Anyway, I wanted to get at another piece of nonsense in Tierney's piece, one not directly related to eminent domain.
The city managed to clear out shops and an office building to make room for a new Lazarus department store, built with $50 million in public funds, but Lazarus did not live up to its name. It has shut down and left a vacant building. Meanwhile, the city's finances are in ruins, and businesses and residents have been fleeing the high taxes required to pay off decades of urban renewal projects and corporate subsidies.
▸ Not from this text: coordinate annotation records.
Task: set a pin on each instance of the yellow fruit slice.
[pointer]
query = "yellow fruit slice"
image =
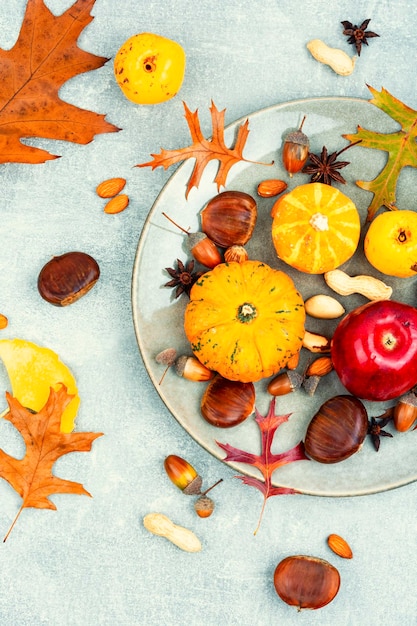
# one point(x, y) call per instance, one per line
point(32, 371)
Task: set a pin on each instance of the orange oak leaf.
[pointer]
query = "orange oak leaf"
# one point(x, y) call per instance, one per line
point(204, 150)
point(266, 462)
point(45, 56)
point(32, 476)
Here's another excellent example of throwing shit on the wall to see what sticks (there's probably a term from Latin rhetoric for that). There are a lot of reasons for Pittsburgh's crappy finances (Here's one take on it from a lefty, anti-ED viewpoint {link probably short-lived, but there's an archive}), but you have to be pretty fanciful to blame a $40M operating shortfall in a $389M annual budget on one-time capital boondoggles. Or pretty dishonest. You choose.

"Thriving small businesses"

You know, like porn theaters.

What the hell am I talking about? Well, just remember that, when earnest conservatarians talk about the evil of eminent domain, they're liable to fudge the facts a bit. Like describing a battered old XXX theater, located across from a landmark park and an elementary school, as a "thriving small business."

The Garden could not better embody the pro-Kelo argument, but of course John Tierney knows that readers of the Times are unlikely to know that. They also probably don't know that the Pittsburgh Wool Co., displaced by an expansion of the Heinz (now DelMonte) plant- the last major plant in town - is still in business, across the river in one of those "newly gentrified neighborhoods with renovated homes and converted warehouses." I was opposed to that move, but to be honest, it had more to do with the beautiful old building (and the proposed steel warehouse replacement) than with principle. As often happens with eminent domain, the family owners of the business got more for their property than they ever could have in the open market, and, their contemporaneous protestations to the contrary, they're still in business, even expanding their new location.

So what else? Well, Tierney is right about a lot of his history – we in Pittsburgh are surrounded by eminent domain gone wrong. That’s why it’s been odd for me to find myself so vociferous in criticizing Kelo’s opponents. So what’s the deal?

Well, first of all, most of our bad history in ED – the Lower Hill, East Liberty – had nothing to do with Kelo-style considerations. It was foolish, but taking private property for public parking or public housing (I guess there is one “upscale apartment building”) is within any “literal” reading of the Bill of Rights. Meanwhile, his lament about the Ville Radieuse-style Gateway Plaza (which is financially successful, and architecturally isn’t that bad - and I hate that kind of shit) ignores Point State Park, the main beneficiary of ED downtown, and a vast, smashing success. Again, see the opening of this piece.

But anyway, the main point is that we have, to a great extent, learned our lessons about ED. The Lazarus failed largely because the rest of the Mayor’s plan was scotched by citizens who opposed it. You know – democratic action, rather than decisions made by unelected judges in Washington?